Photographer Ricky Powell shares frozen frames from rap’s halcyon age

It pays to be in the right place at the right time. For Greenwich Village photographer Ricky Powell, that place was the hip-hop clubs in the 1980s where he became Def Jam’s unofficial chronicler, and “the fourth Beastie Boy.” From Grandmaster Flash to Eric B. & Rakim, Powell caught the golden age in his lens.

Growing up in the village, Powell had known Beastie Boys’ Adam “Ad-Rock” Horovitz from around the neighborhood for years. He even confesses to having a fourth-grade crush on Horovitz’s older sister, Rachel, who was in the same grade as Powell. Intoxicated with hip-hop in his early 20s, Powell caught the Beastie Boys at the Cat Club, and hung out with them afterward. A friendship with the Beasties was born, and Powell was invited along for the group’s legendary Raising Hell Tour with Run-D.M.C.

“Then it just kind of cascaded upwards from there, as far as the rap connections,” Powell recalls. He soon became a fixture around the Def Jam office and got to know such artists as Public Enemy and LL Cool J.

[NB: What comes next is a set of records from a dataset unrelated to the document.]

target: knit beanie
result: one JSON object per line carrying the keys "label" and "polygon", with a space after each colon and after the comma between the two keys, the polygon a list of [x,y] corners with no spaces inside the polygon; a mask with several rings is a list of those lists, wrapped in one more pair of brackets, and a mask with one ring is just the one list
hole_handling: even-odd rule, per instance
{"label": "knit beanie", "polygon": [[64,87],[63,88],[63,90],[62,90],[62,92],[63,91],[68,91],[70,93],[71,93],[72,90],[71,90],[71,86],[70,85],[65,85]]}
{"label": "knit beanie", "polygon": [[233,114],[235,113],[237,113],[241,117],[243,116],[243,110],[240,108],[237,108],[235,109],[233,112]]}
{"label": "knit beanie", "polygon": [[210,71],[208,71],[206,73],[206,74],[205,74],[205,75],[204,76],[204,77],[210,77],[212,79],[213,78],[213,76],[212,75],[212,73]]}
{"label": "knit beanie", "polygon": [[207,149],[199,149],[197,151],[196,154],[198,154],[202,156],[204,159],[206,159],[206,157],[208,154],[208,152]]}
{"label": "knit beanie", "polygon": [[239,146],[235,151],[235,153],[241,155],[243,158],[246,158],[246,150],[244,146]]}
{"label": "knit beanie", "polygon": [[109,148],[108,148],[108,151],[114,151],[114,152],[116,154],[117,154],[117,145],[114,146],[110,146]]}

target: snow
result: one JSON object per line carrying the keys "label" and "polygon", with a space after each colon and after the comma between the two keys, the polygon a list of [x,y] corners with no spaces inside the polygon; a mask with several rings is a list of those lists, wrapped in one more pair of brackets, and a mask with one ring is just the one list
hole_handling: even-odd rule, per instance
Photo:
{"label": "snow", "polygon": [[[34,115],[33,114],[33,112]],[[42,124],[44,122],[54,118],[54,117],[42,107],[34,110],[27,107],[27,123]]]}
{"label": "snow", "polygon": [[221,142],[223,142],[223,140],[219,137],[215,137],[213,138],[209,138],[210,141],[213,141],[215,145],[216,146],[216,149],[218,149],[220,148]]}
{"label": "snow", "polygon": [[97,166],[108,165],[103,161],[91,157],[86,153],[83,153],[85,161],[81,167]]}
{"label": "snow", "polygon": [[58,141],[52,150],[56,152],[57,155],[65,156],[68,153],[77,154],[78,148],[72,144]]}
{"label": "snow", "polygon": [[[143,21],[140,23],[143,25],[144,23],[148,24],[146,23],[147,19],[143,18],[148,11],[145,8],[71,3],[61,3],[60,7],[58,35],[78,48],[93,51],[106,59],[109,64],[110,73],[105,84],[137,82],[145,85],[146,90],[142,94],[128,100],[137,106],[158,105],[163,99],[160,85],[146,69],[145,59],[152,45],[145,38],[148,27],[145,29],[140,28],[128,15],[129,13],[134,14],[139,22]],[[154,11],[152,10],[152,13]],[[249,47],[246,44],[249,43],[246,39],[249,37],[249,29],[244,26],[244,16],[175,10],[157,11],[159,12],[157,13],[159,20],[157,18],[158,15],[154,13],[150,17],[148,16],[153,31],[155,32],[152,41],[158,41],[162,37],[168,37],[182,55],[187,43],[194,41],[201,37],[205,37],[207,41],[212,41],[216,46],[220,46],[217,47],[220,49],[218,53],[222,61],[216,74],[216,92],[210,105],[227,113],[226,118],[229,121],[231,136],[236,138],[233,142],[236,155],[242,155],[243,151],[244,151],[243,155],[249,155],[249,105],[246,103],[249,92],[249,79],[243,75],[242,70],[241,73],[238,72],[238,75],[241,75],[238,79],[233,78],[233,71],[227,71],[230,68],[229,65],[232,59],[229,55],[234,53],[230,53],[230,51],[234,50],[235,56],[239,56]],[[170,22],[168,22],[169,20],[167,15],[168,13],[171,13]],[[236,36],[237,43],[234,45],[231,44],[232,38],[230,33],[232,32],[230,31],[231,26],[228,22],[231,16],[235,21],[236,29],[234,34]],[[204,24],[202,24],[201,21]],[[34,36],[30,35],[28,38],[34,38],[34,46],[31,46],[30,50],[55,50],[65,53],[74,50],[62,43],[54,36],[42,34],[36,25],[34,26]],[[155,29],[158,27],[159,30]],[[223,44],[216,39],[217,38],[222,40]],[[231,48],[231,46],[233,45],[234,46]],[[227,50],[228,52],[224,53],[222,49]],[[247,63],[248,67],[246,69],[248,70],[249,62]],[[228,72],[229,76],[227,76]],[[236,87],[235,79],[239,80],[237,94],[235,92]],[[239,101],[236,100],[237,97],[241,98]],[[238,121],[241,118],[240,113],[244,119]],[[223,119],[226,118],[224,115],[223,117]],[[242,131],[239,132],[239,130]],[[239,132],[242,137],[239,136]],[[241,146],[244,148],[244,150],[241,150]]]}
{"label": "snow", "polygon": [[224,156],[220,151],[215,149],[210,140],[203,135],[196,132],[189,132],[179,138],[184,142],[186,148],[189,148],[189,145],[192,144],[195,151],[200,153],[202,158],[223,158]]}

The kind of cantankerous character brewed only in New York, the 47-year-old Powell rages about “new jack cornballs” and casually adds that there are a couple of people he’d like to see “shot in the head on the street.” He doesn’t care much for today’s rappers, suggesting he was there when it was great. “It’s just played out,” he says. “I prefer doo-wop to hip-hop these days.”

Powell brings his shenanigans to Atlanta to kick off the new weekly sound/art event, waxchaotics. He plans to show candid slides from the ’80s – including much of the photography featured in Oh Snap!: The Rap Photography of Ricky Powell – while narrating “my version of shit,” he says. There will also be some of the street photography for which Powell is well-known. Later, he’ll spin some records, but don’t expect any Young Jeezy.

“I’ll be playing jazzy funk, funky jazz and a little classic rock,” he says before affirming a few moments later, “I’m going to die a bitter old man.”

But it’s entertaining for the moment.